Project Hail Mary isn’t a bad movie. It is clearly well done — quality technology creating the splendor of outer space, an interesting but flawed character, and an actor (Ryan Gosling) who winningly captures this character. But it doesn’t work for me.

I will confess it isn’t my type of movie to begin with — a Sci Fi movie with a lot of action moving the plot along. The sun is being eaten away by some mysterious microbe and someone has to go on a suicide mission to figure out why. Will they make it on time? So even though I wouldn’t normally go to this type of movie, I saw some potential there.

The main problem I have is there just isn’t enough plot and/or action to keep this movie going for the 2 and 1/2 hours plus running time of the movie. But what are directors (there are two of them — Phil Lord and Christoper Miller) to do when they have all this fabulous technology that can recreate outer space? They show it with way too many minutes of blaring choral music of Grace looking with awe. I get it. Yes, it is awesome but repetition makes it a little less so. It began to bore me after about the mid-point of the movie.

This boredom lead to me picking apart the plot. Most movies depend on suspending a certain amount of disbelief. A movie about spacecraft in outer space and meeting with aliens then would require much more than the normal movie. Keep the damn thing moving or else you will lose your audience. So, as I was plodding through these beautiful shots of space, I used this time to find plot holes.

Like how the hell was Rocky (the alien our lead character, Grace, encounters in his trip) is Grace going to reconnect with Rocky in the vast expanse of space when they have no communication after Grace departs for earth. Or, given the time needed to save the earth and the time Grace needs to get where he needs to go and his own inability to make it back, how is their enough time for him to save Earth.

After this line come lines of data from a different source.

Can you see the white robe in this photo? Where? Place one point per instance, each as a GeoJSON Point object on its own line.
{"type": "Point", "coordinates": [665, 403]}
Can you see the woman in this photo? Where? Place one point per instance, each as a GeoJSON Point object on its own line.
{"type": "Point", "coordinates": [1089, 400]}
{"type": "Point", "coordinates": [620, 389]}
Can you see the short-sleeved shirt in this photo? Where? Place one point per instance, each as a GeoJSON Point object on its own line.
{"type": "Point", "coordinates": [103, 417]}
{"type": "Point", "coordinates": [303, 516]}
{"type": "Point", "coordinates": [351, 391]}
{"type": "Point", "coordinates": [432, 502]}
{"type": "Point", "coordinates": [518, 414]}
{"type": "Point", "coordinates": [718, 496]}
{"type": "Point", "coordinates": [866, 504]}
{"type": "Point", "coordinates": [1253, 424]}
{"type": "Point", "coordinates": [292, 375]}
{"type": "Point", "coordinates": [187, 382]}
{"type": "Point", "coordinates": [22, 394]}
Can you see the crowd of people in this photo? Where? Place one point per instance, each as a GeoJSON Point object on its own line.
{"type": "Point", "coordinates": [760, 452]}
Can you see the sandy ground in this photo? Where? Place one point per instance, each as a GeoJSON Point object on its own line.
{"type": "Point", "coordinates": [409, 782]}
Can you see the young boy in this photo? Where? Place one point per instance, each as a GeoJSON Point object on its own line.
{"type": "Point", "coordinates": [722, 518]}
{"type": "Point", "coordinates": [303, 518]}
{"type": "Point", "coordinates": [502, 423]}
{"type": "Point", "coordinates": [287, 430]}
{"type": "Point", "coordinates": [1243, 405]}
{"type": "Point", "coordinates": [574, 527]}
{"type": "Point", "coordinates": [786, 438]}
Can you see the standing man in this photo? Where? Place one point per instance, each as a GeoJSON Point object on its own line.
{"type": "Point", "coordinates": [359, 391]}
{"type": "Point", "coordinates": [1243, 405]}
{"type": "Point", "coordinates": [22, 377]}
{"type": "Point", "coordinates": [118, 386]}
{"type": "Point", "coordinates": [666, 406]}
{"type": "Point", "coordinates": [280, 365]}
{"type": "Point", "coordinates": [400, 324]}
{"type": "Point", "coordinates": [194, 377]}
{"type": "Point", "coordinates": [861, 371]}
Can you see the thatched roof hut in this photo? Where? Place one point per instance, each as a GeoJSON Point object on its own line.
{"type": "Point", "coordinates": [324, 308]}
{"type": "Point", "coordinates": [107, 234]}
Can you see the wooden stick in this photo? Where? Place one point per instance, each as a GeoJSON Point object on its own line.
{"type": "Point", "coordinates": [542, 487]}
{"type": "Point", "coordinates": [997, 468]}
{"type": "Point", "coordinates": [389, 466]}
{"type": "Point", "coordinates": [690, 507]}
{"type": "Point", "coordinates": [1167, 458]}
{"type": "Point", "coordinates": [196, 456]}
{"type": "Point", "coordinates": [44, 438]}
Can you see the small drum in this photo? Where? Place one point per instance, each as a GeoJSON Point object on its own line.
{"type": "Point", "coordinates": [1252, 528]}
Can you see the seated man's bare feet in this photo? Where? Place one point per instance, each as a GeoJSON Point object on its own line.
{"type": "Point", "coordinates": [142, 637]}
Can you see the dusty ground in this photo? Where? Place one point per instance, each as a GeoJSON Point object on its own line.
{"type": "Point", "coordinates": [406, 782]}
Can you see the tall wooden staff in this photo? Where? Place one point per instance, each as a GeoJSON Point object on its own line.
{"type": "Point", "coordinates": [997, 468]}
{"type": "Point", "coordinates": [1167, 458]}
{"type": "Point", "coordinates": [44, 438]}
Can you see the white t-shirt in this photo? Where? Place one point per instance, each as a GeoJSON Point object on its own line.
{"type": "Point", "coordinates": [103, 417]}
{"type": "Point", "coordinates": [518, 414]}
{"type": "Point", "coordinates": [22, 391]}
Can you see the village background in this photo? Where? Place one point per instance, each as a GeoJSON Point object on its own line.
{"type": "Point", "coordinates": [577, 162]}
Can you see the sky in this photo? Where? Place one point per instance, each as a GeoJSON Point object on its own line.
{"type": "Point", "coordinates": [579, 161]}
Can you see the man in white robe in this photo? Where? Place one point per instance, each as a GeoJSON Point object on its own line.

There was a very short time frame to work with.

Now normally these are not big issues in a movie that is moving along because you are paying attention to what is happening on screen but it is the death knell for movies when you start thinking about them in the middle of the movie you are watching because it means you are no longer watching the movie.

So while Project Hail Mary is in no way a bad movie, it just isn’t a great movie either.